October 25, 2023
In the digital world,
collaboration is a critical success factor even if it’s with your competitors
When is it to your advantage to collaborate instead of compete?
Business leaders are taught from a very early age that winning is about beating their competition and being able to sustain that competitive advantage. Strategic planning models are filled with take-no-prisoners hyperbole and a what-it-takes-to-win vocabulary.
As such, I was very interested to read recently that Amazon has committed more than $1 billion to license Microsoft 365 cloud productivity software for 1 million of its corporate and frontline workers from their biggest cloud competitor. Amazon had previously been reluctant to use cloud-based technologies from Microsoft given the rivalry between Azure and AWS.
My takeaway from this unusual decision is that the senior leadership team at Amazon saw it as the best alternative to enhancing their cloud operating model and sustaining their industry leading position in the cloud software market.
Making the business case for collaboration
The speed and magnitude of digital technology disrupting well-established operating models and business planning processes dictates the need to reset how companies think about the boundaries of competition.
- Twenty years ago, business collaborations counted for less that 3% of a company’s total revenue. Today that number averages 28%.
- For every $1 of Microsoft revenue, the partner ecosystem generates over $9.
- Revenue from business collaborations generates 19% higher margins.
A major research study conducted in 2018 by Accenture Strategy surveyed 1,252 C-level global executives to understand how their companies are creating competitive advantage by building business collaborations.
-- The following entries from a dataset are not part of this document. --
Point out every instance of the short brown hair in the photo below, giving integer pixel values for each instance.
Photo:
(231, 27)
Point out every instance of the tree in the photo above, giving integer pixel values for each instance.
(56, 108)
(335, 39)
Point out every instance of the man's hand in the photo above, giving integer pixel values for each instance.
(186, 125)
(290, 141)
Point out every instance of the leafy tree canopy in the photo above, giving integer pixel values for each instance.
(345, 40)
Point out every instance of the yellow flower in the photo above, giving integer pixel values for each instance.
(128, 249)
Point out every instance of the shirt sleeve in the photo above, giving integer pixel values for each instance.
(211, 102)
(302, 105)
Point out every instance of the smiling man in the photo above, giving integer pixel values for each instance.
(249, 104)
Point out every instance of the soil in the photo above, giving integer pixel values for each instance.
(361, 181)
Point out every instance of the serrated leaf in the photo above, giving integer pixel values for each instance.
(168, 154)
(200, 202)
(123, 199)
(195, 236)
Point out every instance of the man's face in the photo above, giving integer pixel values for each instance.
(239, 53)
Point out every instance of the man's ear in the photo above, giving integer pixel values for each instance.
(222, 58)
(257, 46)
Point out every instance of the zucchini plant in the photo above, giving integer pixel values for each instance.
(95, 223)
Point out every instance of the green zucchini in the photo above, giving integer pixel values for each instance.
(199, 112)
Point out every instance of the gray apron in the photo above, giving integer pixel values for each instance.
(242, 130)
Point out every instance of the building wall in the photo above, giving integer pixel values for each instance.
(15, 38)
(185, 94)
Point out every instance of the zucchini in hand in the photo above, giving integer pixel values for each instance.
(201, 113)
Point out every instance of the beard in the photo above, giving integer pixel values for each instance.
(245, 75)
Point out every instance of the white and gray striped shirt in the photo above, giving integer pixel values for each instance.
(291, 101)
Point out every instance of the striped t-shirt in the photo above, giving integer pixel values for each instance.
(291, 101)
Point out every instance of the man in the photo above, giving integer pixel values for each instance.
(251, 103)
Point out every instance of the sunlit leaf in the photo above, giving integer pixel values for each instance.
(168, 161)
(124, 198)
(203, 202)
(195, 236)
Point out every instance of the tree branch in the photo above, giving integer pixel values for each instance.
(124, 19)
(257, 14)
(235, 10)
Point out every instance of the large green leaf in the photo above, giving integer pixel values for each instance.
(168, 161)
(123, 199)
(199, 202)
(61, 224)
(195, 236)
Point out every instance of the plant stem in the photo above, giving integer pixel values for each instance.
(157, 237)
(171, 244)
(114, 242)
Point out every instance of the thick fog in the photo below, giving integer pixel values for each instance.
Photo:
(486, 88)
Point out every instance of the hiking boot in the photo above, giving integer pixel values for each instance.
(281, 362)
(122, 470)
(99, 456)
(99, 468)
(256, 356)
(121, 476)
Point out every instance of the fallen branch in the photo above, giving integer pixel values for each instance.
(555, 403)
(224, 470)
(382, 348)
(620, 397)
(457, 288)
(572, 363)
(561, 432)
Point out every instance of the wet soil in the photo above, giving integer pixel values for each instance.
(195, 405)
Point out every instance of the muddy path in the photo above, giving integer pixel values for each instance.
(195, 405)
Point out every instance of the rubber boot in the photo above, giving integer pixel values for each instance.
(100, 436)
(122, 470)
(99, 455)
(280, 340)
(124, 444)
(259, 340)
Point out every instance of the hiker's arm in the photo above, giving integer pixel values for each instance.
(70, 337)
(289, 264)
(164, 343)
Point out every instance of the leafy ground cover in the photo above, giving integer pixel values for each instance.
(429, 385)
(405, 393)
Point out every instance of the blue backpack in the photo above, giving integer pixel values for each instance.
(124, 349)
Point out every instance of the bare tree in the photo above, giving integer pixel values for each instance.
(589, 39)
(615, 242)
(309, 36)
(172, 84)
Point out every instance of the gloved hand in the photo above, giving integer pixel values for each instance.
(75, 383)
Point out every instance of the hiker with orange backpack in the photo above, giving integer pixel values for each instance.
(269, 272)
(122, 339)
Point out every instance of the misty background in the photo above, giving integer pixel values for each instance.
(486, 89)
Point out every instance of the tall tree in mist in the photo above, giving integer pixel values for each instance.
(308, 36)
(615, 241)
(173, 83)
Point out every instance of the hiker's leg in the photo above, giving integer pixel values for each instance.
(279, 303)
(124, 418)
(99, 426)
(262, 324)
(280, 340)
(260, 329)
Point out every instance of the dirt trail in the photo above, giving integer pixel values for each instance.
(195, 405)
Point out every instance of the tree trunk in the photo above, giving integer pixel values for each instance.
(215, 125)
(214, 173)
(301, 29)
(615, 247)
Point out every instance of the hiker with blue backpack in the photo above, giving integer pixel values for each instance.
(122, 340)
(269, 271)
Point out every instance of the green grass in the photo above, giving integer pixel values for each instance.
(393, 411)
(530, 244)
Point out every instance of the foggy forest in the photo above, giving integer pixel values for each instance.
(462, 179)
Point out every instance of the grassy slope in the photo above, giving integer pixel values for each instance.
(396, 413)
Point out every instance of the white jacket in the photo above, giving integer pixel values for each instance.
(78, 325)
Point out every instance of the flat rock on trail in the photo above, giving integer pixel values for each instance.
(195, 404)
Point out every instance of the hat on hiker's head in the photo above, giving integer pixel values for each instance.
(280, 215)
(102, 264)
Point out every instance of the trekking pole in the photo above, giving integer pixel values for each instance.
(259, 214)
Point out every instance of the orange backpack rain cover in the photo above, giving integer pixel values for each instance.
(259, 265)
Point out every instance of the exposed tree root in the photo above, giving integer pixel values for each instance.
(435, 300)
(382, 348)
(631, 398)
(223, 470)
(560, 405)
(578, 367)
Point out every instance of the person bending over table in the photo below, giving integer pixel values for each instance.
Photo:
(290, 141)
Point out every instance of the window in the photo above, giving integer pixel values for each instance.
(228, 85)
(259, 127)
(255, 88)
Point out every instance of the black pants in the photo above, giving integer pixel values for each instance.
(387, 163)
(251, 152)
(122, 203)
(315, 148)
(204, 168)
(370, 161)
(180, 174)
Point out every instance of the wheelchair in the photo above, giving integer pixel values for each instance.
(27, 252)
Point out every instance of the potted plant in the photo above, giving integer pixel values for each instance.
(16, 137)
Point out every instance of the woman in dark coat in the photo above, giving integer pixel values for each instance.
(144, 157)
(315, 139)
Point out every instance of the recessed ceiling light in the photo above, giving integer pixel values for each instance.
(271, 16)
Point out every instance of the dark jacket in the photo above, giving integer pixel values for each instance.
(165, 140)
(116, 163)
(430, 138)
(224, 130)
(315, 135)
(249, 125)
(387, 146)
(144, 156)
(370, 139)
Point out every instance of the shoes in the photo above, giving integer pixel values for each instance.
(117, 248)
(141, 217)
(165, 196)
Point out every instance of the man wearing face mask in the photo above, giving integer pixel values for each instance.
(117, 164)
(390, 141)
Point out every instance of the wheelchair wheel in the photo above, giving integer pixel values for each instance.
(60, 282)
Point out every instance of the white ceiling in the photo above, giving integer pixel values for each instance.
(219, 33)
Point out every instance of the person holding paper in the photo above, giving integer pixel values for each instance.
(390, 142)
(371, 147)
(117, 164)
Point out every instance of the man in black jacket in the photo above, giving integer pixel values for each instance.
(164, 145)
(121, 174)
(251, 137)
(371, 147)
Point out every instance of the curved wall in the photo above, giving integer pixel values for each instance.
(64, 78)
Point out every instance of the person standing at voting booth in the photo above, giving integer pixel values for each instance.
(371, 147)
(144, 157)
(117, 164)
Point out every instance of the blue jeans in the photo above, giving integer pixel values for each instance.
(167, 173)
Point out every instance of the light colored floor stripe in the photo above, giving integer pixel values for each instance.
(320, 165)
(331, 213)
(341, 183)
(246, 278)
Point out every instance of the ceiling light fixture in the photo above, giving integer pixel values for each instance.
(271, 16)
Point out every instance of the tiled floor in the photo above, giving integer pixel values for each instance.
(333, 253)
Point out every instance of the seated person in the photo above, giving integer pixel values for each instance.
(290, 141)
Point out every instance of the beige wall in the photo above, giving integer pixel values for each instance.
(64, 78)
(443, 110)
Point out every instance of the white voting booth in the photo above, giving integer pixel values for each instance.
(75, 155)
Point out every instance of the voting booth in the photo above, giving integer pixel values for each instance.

The survey results documented that aligning business partner interests along mutually agreed upon outcomes exponentially increased their combined value proposition and distributed market risk equally across the partners. The results also forecast that when enabled by digital platforms, collaborations could unlock $100 trillion in value for business and society over the next 10 years.
Overcoming the barriers to successful collaborations
While there is compelling evidence of the exponential value that collaborations can generate for companies, more than two thirds of business collaborations underperform or fail. One major barrier to successful collaborations is the silo-based organizational structure/mindset that still exists in most companies.
Other barriers include:
- Lack of agreed upon accountability for mutually beneficial outcomes
- Lack of trusted market/customer data
- Lack of transparency and delays in operational performance reporting
- Difficulty and inability to properly quantify results
- Communication gaps within and across companies
Using the 4 Zones Model as a strategic framework for constructing business collaborations
- Constructing and orchestrating well-designed, multi-faceted, business collaborations necessitates companies acquiring the critical skills, tools, and resources required to make them successful. The 4 Zones Model provides a framework to help you identify and assemble a portfolio of partner collaborations designed to deliver market leading customer experiences as shown on the slide below:
Successful business collaborations share common principles and critical success factors including:
- A shared vision for a mutually beneficial business outcome
- Clear accountability and decision-making responsibility
- Total go-to-market alignment across the entire collaboration portfolio
- Real time collaboration performance metrics and reporting
- Willingness to share proprietary data and information
- Mutual trust to protect against cyber security threats
Besides expanding your product and service offers, business collaborations are also a potential source to onboard new skills and capabilities that your company may lack.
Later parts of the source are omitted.